そして幸せを噛みしめるかの如く二度寝をするべくもぞもぞと布団の中で心地よい体勢を探りながらまどろみの中へと思考が沈んでいく。
「二度寝をしようとするんじゃないわよっ!! 起きろこのボケナスっ!!」
「ぐへあっ!?」
しかしながら現実はそう甘い筈も無く、現実という名のクソゲーを、そのクソゲーたる最たる原因、根本、この俺の天敵である幼馴染、天上彩音が俺の上にかかっている布団を強引に引き剥がすと、誹謗とも取れる言葉と共に容赦なくビンタしてくる。
「何すんだよっ!? まだ時間には余裕があるんだから寝かせてくれても良いだろっ」
「ダメだっ!! お前はそうやっていつもいつもギリギリまで粘り、朝食を食べずに登校するじゃないのっ!!」
「朝食を食わなくても死にはしないっ」
「あのねっ! 私はあんたのご両親から海外出張中の二年間、あんたが高校を卒業するまでよろしく頼むとお願いされているんだからっ!! それなのにあんたが遅刻したり朝食食べずに成績が下がったりなんて事があったらあんたのご両親に顔を向けれないじゃないっ!!」
そう、あろうことか今年の二月に急遽父が海外へ二年間の転勤が決まって夫婦で日本を旅立ってしまったのだ。

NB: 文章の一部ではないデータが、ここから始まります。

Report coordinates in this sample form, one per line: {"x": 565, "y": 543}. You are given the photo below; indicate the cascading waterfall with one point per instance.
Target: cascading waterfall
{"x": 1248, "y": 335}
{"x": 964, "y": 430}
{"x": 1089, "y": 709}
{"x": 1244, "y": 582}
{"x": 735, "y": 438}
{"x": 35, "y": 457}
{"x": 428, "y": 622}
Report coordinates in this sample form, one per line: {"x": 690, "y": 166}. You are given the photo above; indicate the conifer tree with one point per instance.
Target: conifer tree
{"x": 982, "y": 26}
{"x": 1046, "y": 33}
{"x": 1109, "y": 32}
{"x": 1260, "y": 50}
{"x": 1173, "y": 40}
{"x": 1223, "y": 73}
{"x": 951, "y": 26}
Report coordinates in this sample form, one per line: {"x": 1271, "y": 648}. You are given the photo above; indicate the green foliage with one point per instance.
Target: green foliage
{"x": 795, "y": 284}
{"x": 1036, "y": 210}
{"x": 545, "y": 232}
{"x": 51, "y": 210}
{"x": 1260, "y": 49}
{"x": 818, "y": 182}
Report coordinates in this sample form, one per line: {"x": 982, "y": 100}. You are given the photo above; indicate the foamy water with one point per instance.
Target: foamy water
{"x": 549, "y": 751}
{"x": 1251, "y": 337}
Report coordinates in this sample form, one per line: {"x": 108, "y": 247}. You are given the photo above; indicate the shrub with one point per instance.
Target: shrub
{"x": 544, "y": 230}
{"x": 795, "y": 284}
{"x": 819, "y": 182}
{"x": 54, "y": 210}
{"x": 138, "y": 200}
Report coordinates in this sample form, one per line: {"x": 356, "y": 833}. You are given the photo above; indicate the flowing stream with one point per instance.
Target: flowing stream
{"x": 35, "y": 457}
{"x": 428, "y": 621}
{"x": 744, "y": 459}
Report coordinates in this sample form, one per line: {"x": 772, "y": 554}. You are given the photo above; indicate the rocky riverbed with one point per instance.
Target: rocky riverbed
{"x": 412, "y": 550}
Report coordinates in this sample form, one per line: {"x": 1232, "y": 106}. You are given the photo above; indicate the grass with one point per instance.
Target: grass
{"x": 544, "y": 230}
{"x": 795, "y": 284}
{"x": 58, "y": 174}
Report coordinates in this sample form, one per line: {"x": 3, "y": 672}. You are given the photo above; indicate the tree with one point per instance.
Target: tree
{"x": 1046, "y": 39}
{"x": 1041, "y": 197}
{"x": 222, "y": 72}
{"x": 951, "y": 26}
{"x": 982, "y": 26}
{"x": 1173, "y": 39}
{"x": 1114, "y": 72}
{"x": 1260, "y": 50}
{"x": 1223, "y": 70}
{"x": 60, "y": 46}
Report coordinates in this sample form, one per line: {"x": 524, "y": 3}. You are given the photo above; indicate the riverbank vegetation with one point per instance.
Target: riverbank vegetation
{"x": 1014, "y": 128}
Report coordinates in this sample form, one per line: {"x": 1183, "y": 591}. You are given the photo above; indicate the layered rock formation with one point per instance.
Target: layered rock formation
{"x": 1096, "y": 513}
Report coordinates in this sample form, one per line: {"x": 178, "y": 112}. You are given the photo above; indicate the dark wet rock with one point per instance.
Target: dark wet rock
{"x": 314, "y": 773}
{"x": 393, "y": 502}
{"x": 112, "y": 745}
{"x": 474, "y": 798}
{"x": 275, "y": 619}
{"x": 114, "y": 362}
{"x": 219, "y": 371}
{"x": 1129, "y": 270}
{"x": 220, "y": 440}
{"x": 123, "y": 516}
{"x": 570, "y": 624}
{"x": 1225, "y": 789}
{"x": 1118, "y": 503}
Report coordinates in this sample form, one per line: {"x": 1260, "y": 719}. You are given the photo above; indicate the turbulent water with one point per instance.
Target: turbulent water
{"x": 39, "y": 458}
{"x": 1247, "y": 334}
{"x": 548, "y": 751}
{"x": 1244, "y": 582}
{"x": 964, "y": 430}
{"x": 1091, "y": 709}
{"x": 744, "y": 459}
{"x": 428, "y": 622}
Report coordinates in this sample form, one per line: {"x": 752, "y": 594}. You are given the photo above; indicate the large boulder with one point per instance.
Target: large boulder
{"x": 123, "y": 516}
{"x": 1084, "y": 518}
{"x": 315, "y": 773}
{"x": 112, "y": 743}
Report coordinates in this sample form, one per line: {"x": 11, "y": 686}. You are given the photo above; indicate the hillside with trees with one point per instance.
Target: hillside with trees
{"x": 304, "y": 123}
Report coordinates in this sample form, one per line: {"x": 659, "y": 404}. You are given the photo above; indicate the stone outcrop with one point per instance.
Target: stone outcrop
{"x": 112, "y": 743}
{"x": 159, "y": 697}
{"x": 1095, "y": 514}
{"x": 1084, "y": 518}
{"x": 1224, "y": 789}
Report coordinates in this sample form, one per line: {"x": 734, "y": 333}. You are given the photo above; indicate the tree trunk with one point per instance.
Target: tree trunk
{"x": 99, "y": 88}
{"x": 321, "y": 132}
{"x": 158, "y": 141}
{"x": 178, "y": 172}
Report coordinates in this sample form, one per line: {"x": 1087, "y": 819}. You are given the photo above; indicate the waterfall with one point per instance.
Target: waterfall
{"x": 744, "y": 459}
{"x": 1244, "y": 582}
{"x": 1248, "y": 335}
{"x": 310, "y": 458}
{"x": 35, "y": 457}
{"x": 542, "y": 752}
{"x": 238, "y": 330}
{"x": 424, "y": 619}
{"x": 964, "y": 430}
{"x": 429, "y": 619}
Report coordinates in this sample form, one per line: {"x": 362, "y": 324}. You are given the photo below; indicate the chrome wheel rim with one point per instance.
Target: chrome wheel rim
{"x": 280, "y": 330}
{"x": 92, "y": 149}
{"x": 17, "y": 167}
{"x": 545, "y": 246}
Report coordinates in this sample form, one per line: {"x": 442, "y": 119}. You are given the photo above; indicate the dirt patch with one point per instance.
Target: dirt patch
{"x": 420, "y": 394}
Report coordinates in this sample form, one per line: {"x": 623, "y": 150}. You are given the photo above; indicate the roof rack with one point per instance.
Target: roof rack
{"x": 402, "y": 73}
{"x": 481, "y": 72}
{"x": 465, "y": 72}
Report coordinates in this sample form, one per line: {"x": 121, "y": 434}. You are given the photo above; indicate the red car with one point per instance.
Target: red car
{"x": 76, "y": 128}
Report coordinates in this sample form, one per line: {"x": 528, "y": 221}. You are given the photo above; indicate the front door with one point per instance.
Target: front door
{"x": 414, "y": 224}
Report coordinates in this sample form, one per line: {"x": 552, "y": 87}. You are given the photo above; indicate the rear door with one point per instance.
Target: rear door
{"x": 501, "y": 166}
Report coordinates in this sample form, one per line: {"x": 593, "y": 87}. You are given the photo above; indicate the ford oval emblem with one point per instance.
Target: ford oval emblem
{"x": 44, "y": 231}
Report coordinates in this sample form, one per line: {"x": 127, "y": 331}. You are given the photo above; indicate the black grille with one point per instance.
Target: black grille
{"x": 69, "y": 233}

そして俺は英語も分らないし友達と離れたくない為日本に残る事にした。
ここまでは良い。
海外にも支部を持つ会社で働く家庭では良くある話だ。
しかし、俺が一人で日本に残るのが心配だった両親はあろうことか隣に住むメスゴリラもとい天上彩音へ俺の事をよろしく頼むという何の罰ゲームだと問い詰めたくなるような余計すぎるおせっかいもとい置き土産を残して海外へと行きやがったのである。
その結果がこれだ。
両親が海外へ行ってからというもの、俺の安寧な一日など無いに等しい。
俺ができる事と言えば日々両親を恨む事くらいである。
「ほらさっさと着替えて歯を磨いてきなさいよ。朝食できてるから」
「へいへい……」
そして断るとどのような未来が待っているのか思い知らされているので口答えはせず眠気眼を擦りながらもぞもぞとベッドから這い出て着替えようとしたところで俺は動く事を止める。
「どうしたのよ? 私を見つめて。 まさか、ようやっと私の可愛さに気付けたのかしら?」
「なにばかな事言ってんだお前。 鏡でも持ってきてやろうか?そうじゃなくて着替えるから出てけよ。 まさか俺の生着替えを見たいとかじゃないだろうな?」
「あ、な、あ、へ、へへへ、変態っ!! 痴漢っ!! 最っっ低!!」
「ぶへあっ!?」
そして彩音は怒りからか顔を真っ赤にして、紳士たる俺に向かってあらぬ言葉を叫んだあと、先ほどビンタされた反対側の頬へと思いっきりビンタ一発喰らわして勢い良く部屋から出て行きドタドタという足音と共に一階へと降りていく。